Having worked at The Face, it’s tiredly predictable that Needham should want to protect his old magazine, and, being as he is still on the periphery of the fashion industry, it’s not inconceivable that he might bump into Moss at a party somewhere. In which case, I hope she douses him in cold, cold champagne, not just on behalf of her teenage self, but on behalf of all the young girls who have been stripped, exploited, molested, coerced and hounded in pursuit of a good photograph or an old pervert’s twisted gratification. We need summary justice in the form of public embarrassment, and Moss should be the one to deliver it. It’s time Needham took one for the team. 

15 thoughts on “On Kate Moss, and Taking One for the Team

  1. I was shocked by Needham’s article…and I too despair that he failed to touch on how women have always been undermined through visual representation within patriarchal society: objectified and exploited and then offered up for mass consumption.

  2. I read the whole thing without really understanding what Needham had said that “Vagenda” disagreed with. This is partly because she wrote it in a hurry, the thinking part of her mind swamped with offence, and the important bits are badly signposted among all the hyperbole. Then I read his article, and realised that she’s attributing a celebratory tone to it which is probably not there. His point is that this act of exploitation had effected a transition from one set of ideas about female beauty to another. I don’t know whether that’s true or not, but he doesn’t say it justifies the exploitation.

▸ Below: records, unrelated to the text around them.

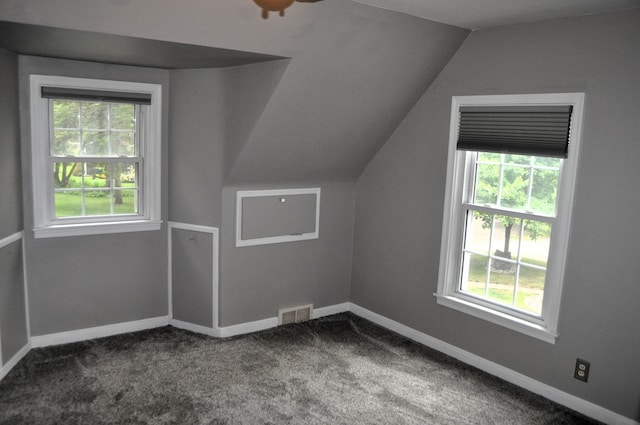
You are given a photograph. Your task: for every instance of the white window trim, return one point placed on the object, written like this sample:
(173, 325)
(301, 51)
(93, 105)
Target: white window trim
(546, 327)
(44, 227)
(241, 194)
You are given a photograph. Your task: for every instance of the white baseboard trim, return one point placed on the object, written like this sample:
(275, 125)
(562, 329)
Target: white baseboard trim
(6, 368)
(194, 328)
(580, 405)
(272, 322)
(245, 328)
(97, 332)
(331, 310)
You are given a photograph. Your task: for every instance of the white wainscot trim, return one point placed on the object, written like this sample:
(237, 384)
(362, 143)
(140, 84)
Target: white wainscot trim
(580, 405)
(98, 332)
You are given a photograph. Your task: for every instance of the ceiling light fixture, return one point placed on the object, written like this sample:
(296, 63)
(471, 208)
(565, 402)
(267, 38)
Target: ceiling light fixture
(277, 5)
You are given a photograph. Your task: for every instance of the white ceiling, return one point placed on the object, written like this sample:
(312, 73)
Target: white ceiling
(478, 14)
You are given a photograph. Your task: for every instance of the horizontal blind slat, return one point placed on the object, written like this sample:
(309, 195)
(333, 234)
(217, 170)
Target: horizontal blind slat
(526, 130)
(68, 93)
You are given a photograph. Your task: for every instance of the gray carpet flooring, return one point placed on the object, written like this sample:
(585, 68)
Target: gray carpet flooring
(336, 370)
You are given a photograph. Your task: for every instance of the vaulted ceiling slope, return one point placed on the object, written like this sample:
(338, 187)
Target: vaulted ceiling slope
(478, 14)
(355, 71)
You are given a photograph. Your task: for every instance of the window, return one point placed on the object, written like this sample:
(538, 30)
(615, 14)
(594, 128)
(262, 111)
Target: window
(510, 178)
(96, 156)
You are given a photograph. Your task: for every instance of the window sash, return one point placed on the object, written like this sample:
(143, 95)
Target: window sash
(148, 156)
(457, 191)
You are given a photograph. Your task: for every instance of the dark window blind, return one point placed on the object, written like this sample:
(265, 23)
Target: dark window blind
(100, 95)
(523, 130)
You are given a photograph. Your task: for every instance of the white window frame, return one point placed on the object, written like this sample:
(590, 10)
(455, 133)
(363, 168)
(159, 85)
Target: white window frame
(545, 326)
(149, 217)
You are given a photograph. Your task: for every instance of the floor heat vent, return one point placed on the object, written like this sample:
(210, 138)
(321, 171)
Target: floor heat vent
(295, 314)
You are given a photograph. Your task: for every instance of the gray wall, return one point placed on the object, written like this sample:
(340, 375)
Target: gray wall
(257, 281)
(355, 71)
(87, 281)
(192, 276)
(196, 152)
(13, 319)
(10, 171)
(400, 196)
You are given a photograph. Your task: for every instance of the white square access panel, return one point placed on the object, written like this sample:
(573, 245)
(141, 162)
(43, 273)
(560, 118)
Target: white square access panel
(276, 216)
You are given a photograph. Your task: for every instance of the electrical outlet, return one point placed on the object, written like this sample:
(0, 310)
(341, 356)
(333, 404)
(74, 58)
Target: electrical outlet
(582, 370)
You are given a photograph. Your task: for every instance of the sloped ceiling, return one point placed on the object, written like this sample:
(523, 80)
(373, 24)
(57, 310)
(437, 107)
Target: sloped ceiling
(478, 14)
(354, 71)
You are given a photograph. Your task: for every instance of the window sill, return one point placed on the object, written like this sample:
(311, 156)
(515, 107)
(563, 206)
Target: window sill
(62, 230)
(519, 325)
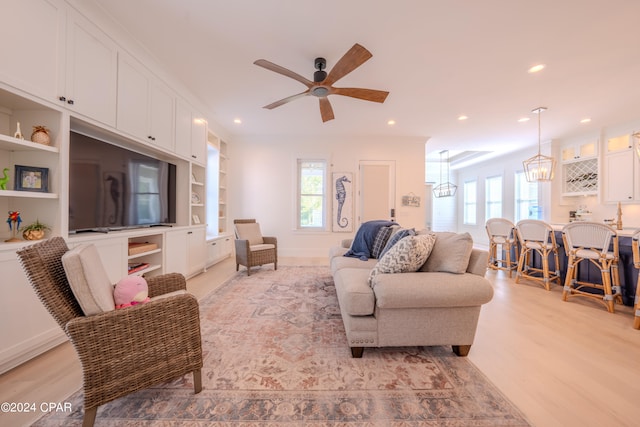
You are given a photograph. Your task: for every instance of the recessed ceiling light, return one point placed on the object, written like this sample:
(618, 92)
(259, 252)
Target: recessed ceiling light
(536, 68)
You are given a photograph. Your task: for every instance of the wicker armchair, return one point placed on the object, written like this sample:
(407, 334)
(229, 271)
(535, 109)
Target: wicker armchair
(125, 350)
(252, 248)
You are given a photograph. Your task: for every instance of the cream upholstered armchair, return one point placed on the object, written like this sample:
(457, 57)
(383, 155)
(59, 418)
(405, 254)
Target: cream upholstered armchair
(252, 248)
(121, 351)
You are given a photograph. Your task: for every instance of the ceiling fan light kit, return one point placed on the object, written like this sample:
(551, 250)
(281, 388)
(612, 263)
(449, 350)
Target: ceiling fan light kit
(322, 84)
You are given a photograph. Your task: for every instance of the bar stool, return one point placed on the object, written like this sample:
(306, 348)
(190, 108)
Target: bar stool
(501, 233)
(591, 241)
(537, 236)
(635, 247)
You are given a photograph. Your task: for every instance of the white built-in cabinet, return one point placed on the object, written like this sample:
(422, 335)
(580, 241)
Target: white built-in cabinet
(621, 171)
(190, 131)
(62, 71)
(190, 261)
(51, 51)
(145, 104)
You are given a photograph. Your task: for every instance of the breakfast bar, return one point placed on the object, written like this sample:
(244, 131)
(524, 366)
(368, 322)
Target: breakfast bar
(589, 272)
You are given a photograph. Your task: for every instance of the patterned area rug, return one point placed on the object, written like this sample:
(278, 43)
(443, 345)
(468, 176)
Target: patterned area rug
(276, 355)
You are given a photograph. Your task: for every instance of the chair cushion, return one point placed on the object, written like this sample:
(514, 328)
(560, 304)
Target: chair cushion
(251, 232)
(450, 253)
(88, 279)
(408, 255)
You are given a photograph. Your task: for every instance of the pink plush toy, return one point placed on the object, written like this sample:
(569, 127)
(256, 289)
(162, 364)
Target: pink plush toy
(130, 291)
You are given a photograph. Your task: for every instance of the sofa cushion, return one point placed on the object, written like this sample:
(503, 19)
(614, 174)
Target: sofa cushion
(88, 279)
(354, 294)
(380, 241)
(395, 238)
(450, 253)
(340, 262)
(409, 254)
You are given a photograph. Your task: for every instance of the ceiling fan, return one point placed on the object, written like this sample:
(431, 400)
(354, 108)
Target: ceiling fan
(322, 84)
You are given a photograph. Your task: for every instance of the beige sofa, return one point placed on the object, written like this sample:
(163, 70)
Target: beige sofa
(423, 308)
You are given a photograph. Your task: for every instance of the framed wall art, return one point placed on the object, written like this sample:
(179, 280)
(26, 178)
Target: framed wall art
(342, 202)
(31, 178)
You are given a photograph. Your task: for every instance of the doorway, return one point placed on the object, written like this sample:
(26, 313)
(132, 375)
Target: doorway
(377, 190)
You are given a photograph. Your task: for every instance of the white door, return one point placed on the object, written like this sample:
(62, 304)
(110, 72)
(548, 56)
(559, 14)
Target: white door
(377, 190)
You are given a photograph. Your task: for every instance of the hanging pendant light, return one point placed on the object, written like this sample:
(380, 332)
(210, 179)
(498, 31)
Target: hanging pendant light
(539, 167)
(444, 189)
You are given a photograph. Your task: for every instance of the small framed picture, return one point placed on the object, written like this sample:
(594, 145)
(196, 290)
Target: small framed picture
(30, 178)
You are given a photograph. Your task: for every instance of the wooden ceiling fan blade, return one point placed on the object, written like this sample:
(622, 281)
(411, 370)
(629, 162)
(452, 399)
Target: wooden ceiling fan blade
(365, 94)
(326, 111)
(286, 100)
(355, 57)
(281, 70)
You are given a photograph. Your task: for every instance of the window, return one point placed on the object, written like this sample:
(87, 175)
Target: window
(493, 189)
(312, 188)
(470, 202)
(526, 198)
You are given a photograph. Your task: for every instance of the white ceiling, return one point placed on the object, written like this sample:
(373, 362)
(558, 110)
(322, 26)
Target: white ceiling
(439, 59)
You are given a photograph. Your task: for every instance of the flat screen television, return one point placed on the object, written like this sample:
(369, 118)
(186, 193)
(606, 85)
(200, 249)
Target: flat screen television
(113, 188)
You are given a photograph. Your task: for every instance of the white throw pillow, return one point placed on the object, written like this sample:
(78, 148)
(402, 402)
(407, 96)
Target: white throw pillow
(408, 255)
(88, 279)
(451, 253)
(251, 232)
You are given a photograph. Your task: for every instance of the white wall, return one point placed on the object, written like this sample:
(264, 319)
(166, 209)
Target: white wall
(263, 186)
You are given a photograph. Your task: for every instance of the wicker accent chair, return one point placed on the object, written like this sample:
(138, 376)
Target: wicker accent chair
(635, 247)
(502, 240)
(124, 350)
(537, 236)
(591, 241)
(252, 248)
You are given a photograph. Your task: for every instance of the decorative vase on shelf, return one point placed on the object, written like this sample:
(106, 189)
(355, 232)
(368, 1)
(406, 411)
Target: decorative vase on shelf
(41, 135)
(18, 133)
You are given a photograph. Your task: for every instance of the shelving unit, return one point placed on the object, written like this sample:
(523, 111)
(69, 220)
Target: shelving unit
(222, 188)
(151, 256)
(32, 205)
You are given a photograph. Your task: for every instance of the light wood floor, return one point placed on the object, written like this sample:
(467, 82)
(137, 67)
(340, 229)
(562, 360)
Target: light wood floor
(562, 363)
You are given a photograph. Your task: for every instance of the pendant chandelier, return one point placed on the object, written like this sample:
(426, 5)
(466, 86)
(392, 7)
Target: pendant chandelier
(539, 167)
(444, 189)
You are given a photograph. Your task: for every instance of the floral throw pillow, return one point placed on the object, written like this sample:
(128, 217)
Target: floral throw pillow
(409, 254)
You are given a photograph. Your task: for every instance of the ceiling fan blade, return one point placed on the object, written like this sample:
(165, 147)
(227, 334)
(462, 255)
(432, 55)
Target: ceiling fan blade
(281, 70)
(326, 111)
(355, 57)
(286, 100)
(366, 94)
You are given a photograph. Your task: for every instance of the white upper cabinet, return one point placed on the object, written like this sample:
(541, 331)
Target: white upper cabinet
(32, 48)
(91, 71)
(145, 105)
(191, 133)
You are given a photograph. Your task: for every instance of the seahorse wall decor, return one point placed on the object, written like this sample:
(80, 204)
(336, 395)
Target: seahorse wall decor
(341, 195)
(4, 179)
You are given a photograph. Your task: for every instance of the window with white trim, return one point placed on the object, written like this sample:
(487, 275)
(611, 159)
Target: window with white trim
(526, 198)
(470, 202)
(312, 194)
(493, 197)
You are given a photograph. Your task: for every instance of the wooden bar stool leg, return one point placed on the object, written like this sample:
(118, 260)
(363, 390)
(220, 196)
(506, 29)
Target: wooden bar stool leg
(605, 272)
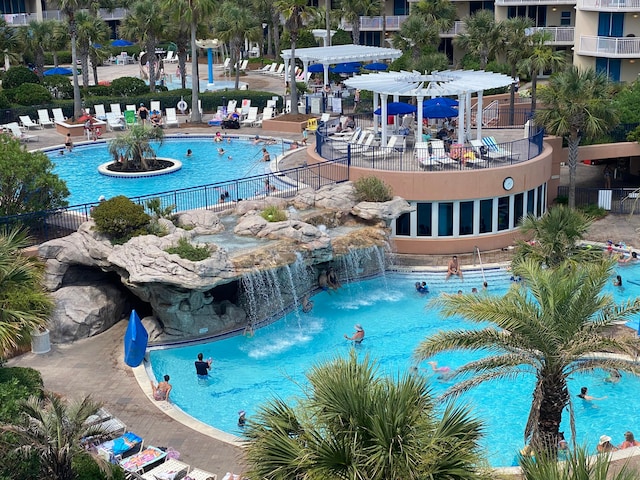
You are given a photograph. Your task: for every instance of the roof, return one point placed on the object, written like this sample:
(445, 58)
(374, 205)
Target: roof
(436, 84)
(342, 54)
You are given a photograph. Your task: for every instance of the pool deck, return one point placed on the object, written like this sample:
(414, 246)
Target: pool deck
(95, 365)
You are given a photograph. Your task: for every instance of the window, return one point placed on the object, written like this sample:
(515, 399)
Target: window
(445, 219)
(503, 213)
(403, 224)
(423, 211)
(486, 215)
(466, 218)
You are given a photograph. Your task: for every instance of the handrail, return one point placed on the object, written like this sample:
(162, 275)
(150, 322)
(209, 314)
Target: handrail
(477, 250)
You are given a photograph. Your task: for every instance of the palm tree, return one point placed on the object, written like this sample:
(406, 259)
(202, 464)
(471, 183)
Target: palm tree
(353, 423)
(24, 305)
(483, 36)
(540, 56)
(236, 23)
(134, 147)
(577, 105)
(53, 430)
(295, 13)
(554, 328)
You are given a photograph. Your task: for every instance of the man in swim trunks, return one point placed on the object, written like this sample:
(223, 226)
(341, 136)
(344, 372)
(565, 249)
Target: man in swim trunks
(161, 391)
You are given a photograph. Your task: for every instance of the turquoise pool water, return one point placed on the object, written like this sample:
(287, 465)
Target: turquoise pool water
(79, 168)
(249, 370)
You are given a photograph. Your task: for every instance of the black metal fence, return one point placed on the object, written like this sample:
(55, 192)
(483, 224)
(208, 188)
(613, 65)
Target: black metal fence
(50, 224)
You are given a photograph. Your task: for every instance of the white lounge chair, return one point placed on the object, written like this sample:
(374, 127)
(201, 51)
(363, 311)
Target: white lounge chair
(58, 116)
(44, 119)
(14, 128)
(171, 117)
(28, 123)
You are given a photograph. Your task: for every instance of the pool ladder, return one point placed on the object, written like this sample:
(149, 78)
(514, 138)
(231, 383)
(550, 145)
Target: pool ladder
(476, 251)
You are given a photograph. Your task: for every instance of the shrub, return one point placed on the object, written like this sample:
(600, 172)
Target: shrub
(120, 218)
(273, 214)
(372, 189)
(128, 87)
(31, 94)
(186, 250)
(16, 76)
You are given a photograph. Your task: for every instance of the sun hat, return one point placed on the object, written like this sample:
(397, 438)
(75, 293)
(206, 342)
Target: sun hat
(604, 439)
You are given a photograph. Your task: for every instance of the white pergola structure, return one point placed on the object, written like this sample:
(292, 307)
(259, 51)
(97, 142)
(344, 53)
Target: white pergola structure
(338, 54)
(449, 83)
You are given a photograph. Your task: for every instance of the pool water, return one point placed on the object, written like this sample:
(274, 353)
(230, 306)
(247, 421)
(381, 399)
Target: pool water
(249, 370)
(79, 168)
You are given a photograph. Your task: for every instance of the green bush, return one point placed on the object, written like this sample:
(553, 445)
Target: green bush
(186, 250)
(16, 76)
(273, 214)
(128, 87)
(372, 189)
(120, 219)
(30, 94)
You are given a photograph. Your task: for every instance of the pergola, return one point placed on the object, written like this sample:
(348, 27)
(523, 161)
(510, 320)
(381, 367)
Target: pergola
(458, 83)
(338, 54)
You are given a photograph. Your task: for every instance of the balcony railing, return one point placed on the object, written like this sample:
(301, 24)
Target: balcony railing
(610, 5)
(610, 47)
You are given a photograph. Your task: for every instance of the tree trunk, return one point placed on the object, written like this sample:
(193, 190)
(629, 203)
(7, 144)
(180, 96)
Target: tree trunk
(195, 82)
(573, 142)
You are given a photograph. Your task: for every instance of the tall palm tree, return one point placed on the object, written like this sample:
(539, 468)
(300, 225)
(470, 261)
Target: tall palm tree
(53, 430)
(295, 13)
(233, 25)
(24, 305)
(353, 423)
(483, 36)
(577, 105)
(540, 56)
(554, 328)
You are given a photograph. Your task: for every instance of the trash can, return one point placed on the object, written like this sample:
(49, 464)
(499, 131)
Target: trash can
(40, 342)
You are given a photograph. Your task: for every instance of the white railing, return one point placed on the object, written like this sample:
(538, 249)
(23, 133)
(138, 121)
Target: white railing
(610, 5)
(610, 47)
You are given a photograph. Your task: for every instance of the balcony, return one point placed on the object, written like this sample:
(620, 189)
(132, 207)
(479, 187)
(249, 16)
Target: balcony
(610, 5)
(609, 47)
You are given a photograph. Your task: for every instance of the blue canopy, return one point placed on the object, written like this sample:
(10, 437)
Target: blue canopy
(58, 71)
(376, 66)
(135, 341)
(121, 43)
(397, 108)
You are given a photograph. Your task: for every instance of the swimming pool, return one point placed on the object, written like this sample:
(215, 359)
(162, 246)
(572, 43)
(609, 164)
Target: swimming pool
(79, 168)
(247, 371)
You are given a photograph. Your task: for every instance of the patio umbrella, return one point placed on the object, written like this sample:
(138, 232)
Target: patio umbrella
(397, 108)
(121, 43)
(135, 341)
(58, 71)
(376, 66)
(449, 102)
(438, 110)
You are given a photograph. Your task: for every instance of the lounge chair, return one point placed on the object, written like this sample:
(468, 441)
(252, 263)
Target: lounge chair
(171, 117)
(44, 119)
(14, 128)
(28, 123)
(172, 468)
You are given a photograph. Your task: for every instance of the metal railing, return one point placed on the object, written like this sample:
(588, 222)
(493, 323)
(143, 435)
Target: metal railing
(50, 224)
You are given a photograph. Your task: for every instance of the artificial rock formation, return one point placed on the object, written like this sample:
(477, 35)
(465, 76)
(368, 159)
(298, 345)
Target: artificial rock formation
(181, 293)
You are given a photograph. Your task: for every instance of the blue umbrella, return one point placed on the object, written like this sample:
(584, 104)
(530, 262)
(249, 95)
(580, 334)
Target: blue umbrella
(376, 66)
(58, 71)
(438, 110)
(121, 43)
(397, 108)
(135, 341)
(449, 102)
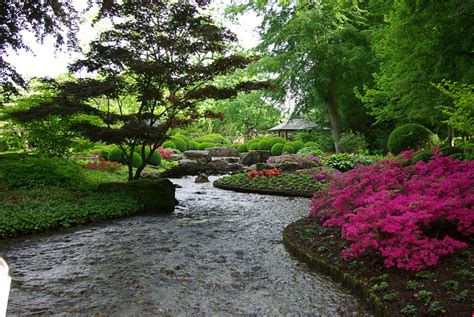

    • With respect, I don’t think it’s particularly polite to say that my mind (and the mind of the TONS of other commenters) wasn’t working properly when I wrote this article. I’m afraid that the masses are with me on this one. The way Needham wrote about this woman’s body was extremely disrespectful and his assertions regarding art history were ill informed. He completely ignored the issue of consent or the infantilisation of woman, as you too have done in your comment.

  3. I was a model for 9 months in 1997/8 but was the grand old age of 20 at the time which meant I was better at saying no to things. I was disgusted by how big agencies, including mine, would send girls as young as 14 were being sent down catwalks in sheer tops or even topless. The worst was the casting for Hussein Chalayan and the subsequent show (his first I think) when he sent about 20 models down the catwalk in burkas from ankle length and then gradually rising to nose length with nothing underneath. The girls were told it wouldn’t matter because their faces were covered. Great. Really young, really upset and really exploited. I don’t care what his BIG statement was it was GROSS.